We nabbed a position by the fence away from any interfering trees and I claimed it by plonking my empty tripod there in the red dirt. As we waited, more cars kept arriving in a non-stop procession. A gaudily painted rental campervan pulled up and disgorged a group of three young travellers, who began setting up a small table with folding seats and then a gas burner for cooking dinner. The guy and two girls had me take photos of the group on each of three separate cameras (point and shoots).
Moonrise over Uluru
Afterwards I struck up a conversation and learnt that the girls were from southern England and the guy was from northern Germany - near Denmark he said. They'd been in Australia for several months each and were now driving their way across the country, having started in Cairns a week or so ago. They planned to be in Darwin in two days - just when we're leaving Uluru! I gave them one of my MOO cards and mentioned the 100 Strangers Project, and they were keen to have me take their photos for it. I suspect I may be the first 100 Strangers participant to get shots of people with Uluru in the background!
One of the 100 Strangers: Hannah
Another van drove up with an Aussie in a bush hat, who began setting up a table with decidedly more posh presentation than the campervan folks' No Frills tuna and pasta sauce - with a white tablecloth, wine glasses, cheeses, meats, and crackers. I thought at first they were just well prepared, but it turned out they guy was a tour guide for an Italian couple who simply sat back and enjoyed the food and the view.
Uluru at sunset
A bit later, a German couple had me take photos of them and M. got the woman to take some of us too. Eventually the sun went down and I got some long exposure shots with the tripod and some with the foreground shrubs lit by M. holding the flash to one side. The Rock itself turned a glowing golden orange as the sun crept down to the horizon, then went purplish as the shadows crept over it and the stars slowly came out.
Uluru just after sunset
We lingered a bit as most of the cars drove away, but it finally became too dark and we followed the convoy back to Yulara. We sought out dinner, first trying the Winkiku seafood buffet in our hotel, but they wouldn't let M. just eat salads for a discount, so we walked across to the Gecko Cafe in the shopping centre. They were busy and we got a table for 20:00, giving us 20 minutes to wait.

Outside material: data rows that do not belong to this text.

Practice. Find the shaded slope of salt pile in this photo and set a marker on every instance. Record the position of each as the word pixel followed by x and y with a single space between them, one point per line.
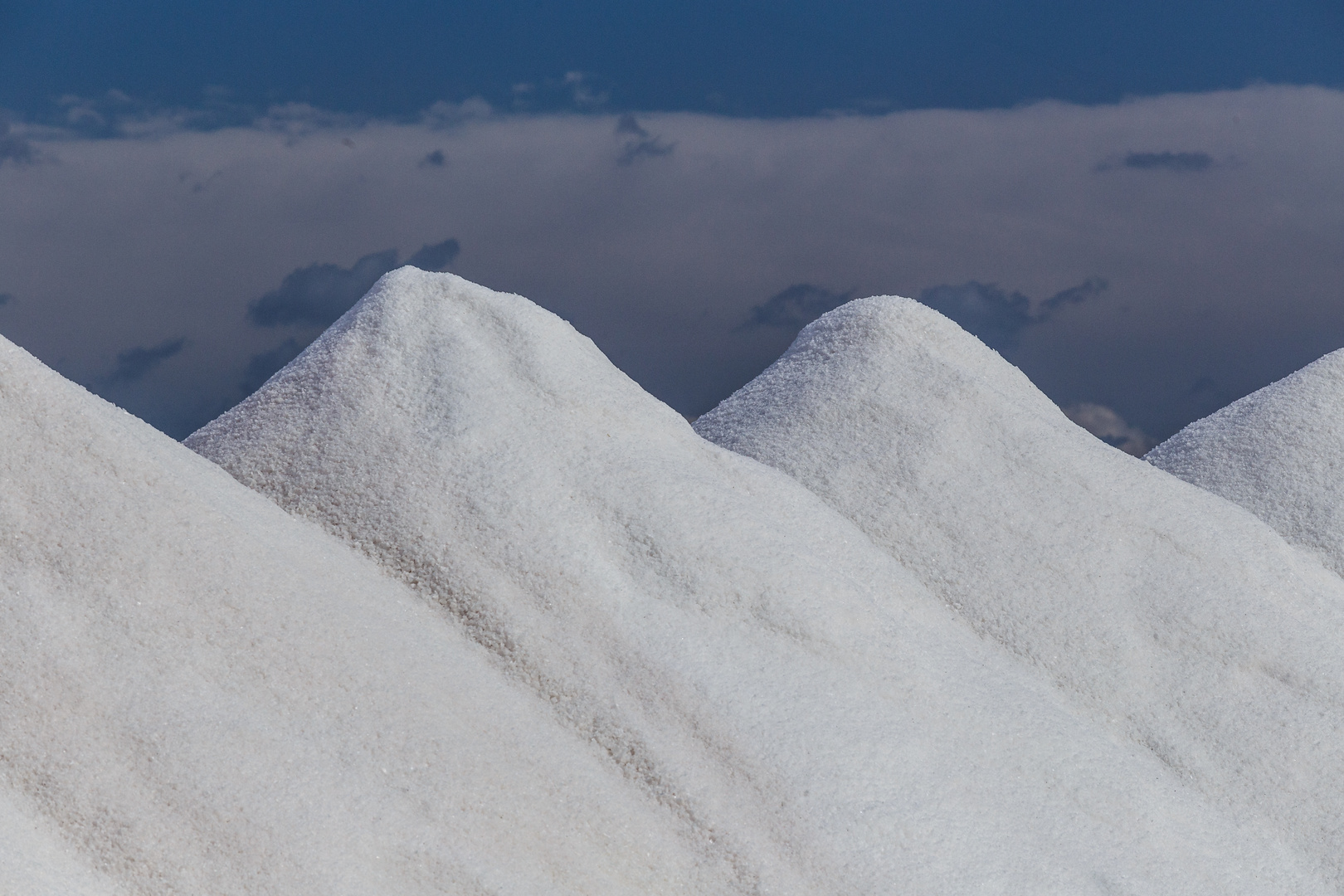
pixel 201 694
pixel 743 653
pixel 1278 453
pixel 1166 609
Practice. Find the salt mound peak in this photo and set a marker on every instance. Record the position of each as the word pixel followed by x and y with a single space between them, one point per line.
pixel 1179 617
pixel 201 694
pixel 1278 453
pixel 789 696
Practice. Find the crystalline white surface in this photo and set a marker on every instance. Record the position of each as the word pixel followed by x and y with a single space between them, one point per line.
pixel 1210 641
pixel 201 694
pixel 1278 453
pixel 743 657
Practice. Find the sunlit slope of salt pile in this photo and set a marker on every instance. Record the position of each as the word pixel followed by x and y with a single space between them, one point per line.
pixel 37 861
pixel 1278 453
pixel 743 653
pixel 1175 614
pixel 201 694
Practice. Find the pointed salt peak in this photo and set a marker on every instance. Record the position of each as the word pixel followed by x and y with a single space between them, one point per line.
pixel 884 356
pixel 1277 453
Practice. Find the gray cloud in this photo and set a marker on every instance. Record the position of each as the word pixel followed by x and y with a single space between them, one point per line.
pixel 261 366
pixel 12 147
pixel 999 317
pixel 1110 427
pixel 436 257
pixel 796 306
pixel 320 293
pixel 134 363
pixel 1230 275
pixel 641 143
pixel 1179 162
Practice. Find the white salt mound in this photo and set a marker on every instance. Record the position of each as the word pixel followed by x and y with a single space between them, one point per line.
pixel 1278 453
pixel 1163 610
pixel 802 709
pixel 201 694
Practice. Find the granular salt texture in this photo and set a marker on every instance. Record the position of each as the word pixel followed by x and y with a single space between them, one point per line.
pixel 741 653
pixel 1278 453
pixel 1175 616
pixel 201 694
pixel 35 861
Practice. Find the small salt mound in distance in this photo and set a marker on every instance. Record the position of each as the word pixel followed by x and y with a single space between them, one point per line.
pixel 739 652
pixel 1166 609
pixel 201 694
pixel 1278 453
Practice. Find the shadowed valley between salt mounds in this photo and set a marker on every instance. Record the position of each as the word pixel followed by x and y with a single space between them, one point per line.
pixel 453 606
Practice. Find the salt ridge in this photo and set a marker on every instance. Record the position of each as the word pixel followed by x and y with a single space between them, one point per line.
pixel 1164 610
pixel 201 694
pixel 741 653
pixel 1278 453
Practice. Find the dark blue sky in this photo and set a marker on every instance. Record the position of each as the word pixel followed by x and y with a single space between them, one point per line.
pixel 1159 257
pixel 758 58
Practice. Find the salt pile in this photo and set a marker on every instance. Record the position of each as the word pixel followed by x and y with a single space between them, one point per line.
pixel 1163 610
pixel 741 655
pixel 201 694
pixel 1278 453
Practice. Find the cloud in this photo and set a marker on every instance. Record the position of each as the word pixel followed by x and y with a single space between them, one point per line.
pixel 264 364
pixel 436 257
pixel 134 363
pixel 12 147
pixel 1230 275
pixel 320 293
pixel 643 144
pixel 1110 427
pixel 999 317
pixel 453 114
pixel 796 306
pixel 582 93
pixel 1179 162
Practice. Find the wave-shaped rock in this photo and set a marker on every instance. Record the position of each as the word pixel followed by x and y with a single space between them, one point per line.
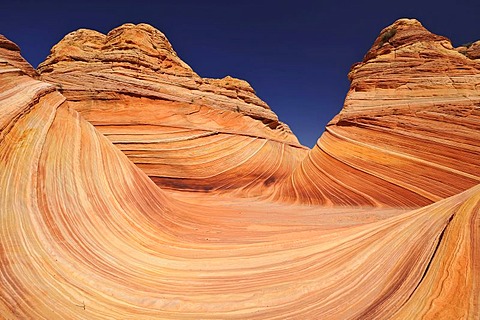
pixel 86 234
pixel 184 131
pixel 408 132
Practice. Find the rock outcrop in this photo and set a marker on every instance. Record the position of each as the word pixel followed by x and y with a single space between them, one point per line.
pixel 184 131
pixel 86 234
pixel 408 134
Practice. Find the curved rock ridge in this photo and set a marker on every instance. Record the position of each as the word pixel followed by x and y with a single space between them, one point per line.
pixel 184 131
pixel 408 134
pixel 85 234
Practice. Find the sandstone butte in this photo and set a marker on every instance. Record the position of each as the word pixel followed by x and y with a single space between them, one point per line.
pixel 118 194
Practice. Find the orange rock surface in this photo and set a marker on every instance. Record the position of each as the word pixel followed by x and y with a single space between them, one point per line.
pixel 408 134
pixel 184 131
pixel 86 234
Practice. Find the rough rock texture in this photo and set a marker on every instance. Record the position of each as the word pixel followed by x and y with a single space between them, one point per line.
pixel 184 131
pixel 85 234
pixel 408 134
pixel 10 52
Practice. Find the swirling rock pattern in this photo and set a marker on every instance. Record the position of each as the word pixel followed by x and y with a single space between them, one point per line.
pixel 86 234
pixel 184 131
pixel 408 133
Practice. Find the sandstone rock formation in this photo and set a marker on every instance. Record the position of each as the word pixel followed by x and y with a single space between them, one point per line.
pixel 86 234
pixel 408 133
pixel 184 131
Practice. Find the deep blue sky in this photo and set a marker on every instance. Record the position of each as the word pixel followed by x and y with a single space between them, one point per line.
pixel 295 54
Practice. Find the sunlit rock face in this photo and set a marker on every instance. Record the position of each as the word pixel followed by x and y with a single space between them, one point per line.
pixel 408 133
pixel 184 131
pixel 86 234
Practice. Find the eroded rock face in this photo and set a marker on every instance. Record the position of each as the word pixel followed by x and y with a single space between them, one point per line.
pixel 408 133
pixel 184 131
pixel 85 234
pixel 10 53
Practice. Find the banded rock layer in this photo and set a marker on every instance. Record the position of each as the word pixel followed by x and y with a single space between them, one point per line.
pixel 184 131
pixel 85 234
pixel 408 134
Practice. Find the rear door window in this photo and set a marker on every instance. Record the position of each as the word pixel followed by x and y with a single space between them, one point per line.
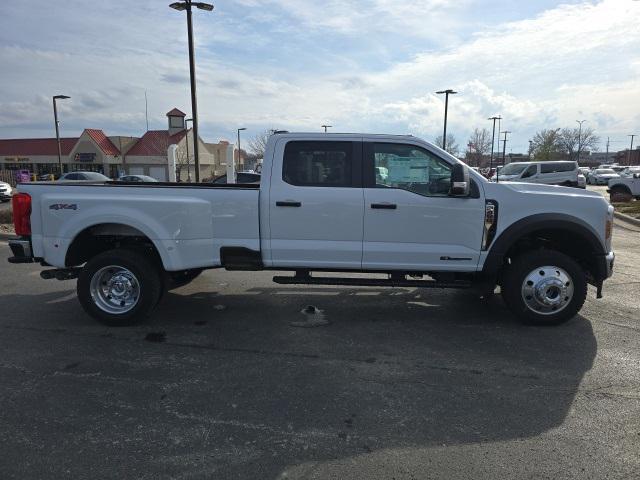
pixel 318 164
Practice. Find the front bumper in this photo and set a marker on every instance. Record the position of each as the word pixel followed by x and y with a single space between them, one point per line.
pixel 21 249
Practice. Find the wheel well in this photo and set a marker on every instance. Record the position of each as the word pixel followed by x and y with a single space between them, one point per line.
pixel 620 187
pixel 106 236
pixel 571 243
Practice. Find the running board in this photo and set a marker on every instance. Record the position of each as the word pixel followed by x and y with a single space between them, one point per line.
pixel 368 282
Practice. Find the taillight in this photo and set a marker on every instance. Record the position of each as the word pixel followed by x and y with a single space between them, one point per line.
pixel 22 213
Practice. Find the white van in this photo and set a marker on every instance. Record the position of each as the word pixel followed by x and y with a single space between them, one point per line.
pixel 550 173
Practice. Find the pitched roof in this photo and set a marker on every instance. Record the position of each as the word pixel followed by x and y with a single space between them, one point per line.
pixel 102 141
pixel 36 146
pixel 176 113
pixel 155 143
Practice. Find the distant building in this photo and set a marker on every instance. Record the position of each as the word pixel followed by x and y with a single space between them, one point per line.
pixel 114 156
pixel 626 157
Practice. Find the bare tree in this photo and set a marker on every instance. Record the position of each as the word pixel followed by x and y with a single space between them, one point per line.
pixel 570 140
pixel 546 145
pixel 258 143
pixel 479 146
pixel 183 162
pixel 451 146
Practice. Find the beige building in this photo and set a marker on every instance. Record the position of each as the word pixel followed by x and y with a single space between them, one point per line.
pixel 118 155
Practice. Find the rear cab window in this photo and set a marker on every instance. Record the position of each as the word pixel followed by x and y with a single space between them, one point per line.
pixel 321 164
pixel 406 167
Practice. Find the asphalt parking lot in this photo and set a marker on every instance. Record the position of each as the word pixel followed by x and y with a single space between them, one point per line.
pixel 402 383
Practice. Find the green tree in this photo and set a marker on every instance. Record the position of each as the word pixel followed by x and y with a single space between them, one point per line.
pixel 546 145
pixel 479 146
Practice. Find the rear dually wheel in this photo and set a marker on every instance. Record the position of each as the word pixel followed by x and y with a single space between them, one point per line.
pixel 119 287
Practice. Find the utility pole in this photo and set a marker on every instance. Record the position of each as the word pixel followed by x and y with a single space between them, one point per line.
pixel 504 146
pixel 181 6
pixel 146 110
pixel 493 142
pixel 446 92
pixel 188 166
pixel 580 138
pixel 55 119
pixel 239 149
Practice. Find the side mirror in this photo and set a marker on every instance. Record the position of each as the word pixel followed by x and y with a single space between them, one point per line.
pixel 460 184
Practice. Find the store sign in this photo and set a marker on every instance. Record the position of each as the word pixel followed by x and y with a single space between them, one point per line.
pixel 84 157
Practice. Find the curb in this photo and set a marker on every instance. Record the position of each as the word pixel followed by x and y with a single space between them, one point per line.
pixel 626 218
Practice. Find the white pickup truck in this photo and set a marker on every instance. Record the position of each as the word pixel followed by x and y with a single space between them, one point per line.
pixel 626 187
pixel 384 204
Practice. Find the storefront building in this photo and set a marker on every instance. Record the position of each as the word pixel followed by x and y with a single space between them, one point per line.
pixel 117 155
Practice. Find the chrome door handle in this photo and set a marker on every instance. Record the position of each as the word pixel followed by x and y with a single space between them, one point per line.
pixel 384 206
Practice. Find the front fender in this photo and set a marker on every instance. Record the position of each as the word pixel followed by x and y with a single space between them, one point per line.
pixel 544 221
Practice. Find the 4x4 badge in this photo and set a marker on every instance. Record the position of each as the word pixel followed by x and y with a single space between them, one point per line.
pixel 63 206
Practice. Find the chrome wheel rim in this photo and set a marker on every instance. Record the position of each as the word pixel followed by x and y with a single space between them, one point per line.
pixel 547 290
pixel 115 290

Rather than just hang around, we went back to the supermarket and bought Weet-Bix and milk for breakfast, now that we knew the room had a mini-fridge in it. We dropped them off in the room then went back to the cafe, which specialised in pizzas and pastas. M. wasn't very hungry and had a tomato soup with bread roll, while I had a decent fettuccine carbonara. Then we came back to the room, exhausted, to shower and get some sleep before our 05:45 start tomorrow.